Really, in this play, Sartre gives imaginative expression to our reading from John’s gospel. That “the Word became flesh and lived among us, and we have seen his glory, the glory as of a father's only son, full of grace and truth.” What Christians call the “doctrine of the incarnation.” That God, the Creator of the universe, touched down on the earth. Came to us as a human being in Bethlehem at Christmas. Fragile as we are fragile. Suffering as we suffer. Completely one with our human nature. Like us in all ways except sin. Full of a love so beyond our love, unconditional like a newborn baby towards its mother. A love so strong that it could overcome the worst in us, a love so deep, and so profound that it would be moved to die for our sake on a cross.

One contemporary writer says of Sartre that “these are the words of someone who has entered so imaginatively into the faith of the Christians imprisoned with him that it almost seems like he himself shares their faith.”[ii]

Now, I don’t think this probably means that Sartre was a secret Christian. Even for the time he was a prisoner of war. His wife, the feminist philosopher Simone de Beauvoir, apparently said that the play was so out of character for him that she didn’t even think he wrote it.

But somehow it doesn’t surprise me that this exception to his atheism would happen for him when it did: at Christmas. Nor that this out-of-character composition would happen where it did. In a German prisoner of war camp.

It’s been said that there are “no atheists in foxholes.” I’m not sure if that’s true or not. But I do think that we are at our most open to Christmas, to the gospel, to God, when we’re in deep. When the shrapnel flies, or when we’re locked behind barbed wire fences, yes. But also when we’ve been betrayed, or betrayed the ones we love most. When we hold a loved one’s hand for the last time. When we’ve failed, when we’ve lost. When we’ve got our backs against the wall with no way out. One of my friends likes to say “God’s office is at the end of your rope.” We’re most open to God at times where there’s nowhere else to reach, but upward. Because we’ve tried everything else.

So it doesn’t surprise me that Sartre would write this play when he did and where he did. Because the gospel, the good news is that at Christmas the same light that shone forth at the beginning of creation came into the world, and dwelt among us. A light that shines even in all the darkest places of our world, and our own hearts. A light that no darkness can ever overcome. A forgiveness that no sin can overtake. A joy that no sorrow can overthrow. My sense is that such a message was far less urgent to Sartre once he returned to the comfort of the faculty lounge. But at Christmas, in a POW camp, when it was most needed, this light lit his soul, his head and his heart, in such a way that those around him were given a rather surprising hope. One even the staunchest atheist couldn’t resist.

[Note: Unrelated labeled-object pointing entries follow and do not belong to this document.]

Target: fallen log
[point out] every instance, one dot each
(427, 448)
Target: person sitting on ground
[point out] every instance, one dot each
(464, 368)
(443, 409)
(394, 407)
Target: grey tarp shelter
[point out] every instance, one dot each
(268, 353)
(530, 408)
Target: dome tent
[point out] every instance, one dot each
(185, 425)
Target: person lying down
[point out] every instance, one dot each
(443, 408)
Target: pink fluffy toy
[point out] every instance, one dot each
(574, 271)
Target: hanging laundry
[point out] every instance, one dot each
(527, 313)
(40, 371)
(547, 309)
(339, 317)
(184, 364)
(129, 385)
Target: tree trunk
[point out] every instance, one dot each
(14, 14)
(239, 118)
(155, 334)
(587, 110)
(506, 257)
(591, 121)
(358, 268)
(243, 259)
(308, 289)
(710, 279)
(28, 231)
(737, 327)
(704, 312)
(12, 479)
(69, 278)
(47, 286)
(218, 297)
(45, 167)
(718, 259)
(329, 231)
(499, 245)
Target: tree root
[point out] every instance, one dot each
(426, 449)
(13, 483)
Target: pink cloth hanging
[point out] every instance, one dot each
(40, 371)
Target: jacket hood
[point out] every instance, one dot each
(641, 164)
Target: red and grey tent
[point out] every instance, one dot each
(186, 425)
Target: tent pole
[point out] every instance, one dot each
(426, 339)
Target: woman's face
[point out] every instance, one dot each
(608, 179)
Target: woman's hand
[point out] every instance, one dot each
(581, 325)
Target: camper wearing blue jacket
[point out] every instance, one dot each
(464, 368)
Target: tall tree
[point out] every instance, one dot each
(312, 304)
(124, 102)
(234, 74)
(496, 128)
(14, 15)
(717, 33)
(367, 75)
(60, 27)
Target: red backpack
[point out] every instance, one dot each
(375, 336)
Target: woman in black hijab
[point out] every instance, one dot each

This Christmas, dear friends, I would pray the same for each of us. That, like the skeptical Sartre, we would have our hearts opened if only a crack. And that that light that hung the stars in the sky, the light that came into the world at Christmas. The light that shone from the face of a newborn child into his mother’s eyes with warmth and love. The light that shone most brightly, even when hung naked on a cross, I pray that this same light would shine. That it would shine in the darkest, most dispiriting places of our world. And in the darkest, most dejected places of your own soul. That it would shine on you, and be born in you. And that through it would be reborn. That you would no longer be a child of doubt, or fear, or sin or suffering, but that you would be given the power take your rightful place as  children of the living God.

In the name of the Father, and the Son, and the Holy Spirit. Amen.

————————————————————————————————————————

[i] Andy James, “Prayer of Illumination for Christmastide,” Liturgy Link https://www.liturgylink.net/2011/12/31/prayer-of-illumination-for-christmastide/

[ii] Thomas Casey, “To the Atheist Sartre: Thank you Sartre for this Vivid Incarnation of Jesus,” The Irish Times, https://www.irishtimes.com/opinion/to-the-atheist-sartre-thank-you-for-this-vivid-incarnation-of-jesus-1.4443030?fbclid=IwAR3sdes_zxP2XVwT4oz2W9NfcMX5QTSJQOZiP00uHN-EXz9cKyXm6abrLTo Thanks to this wonderful piece, which inspired the whole sermon.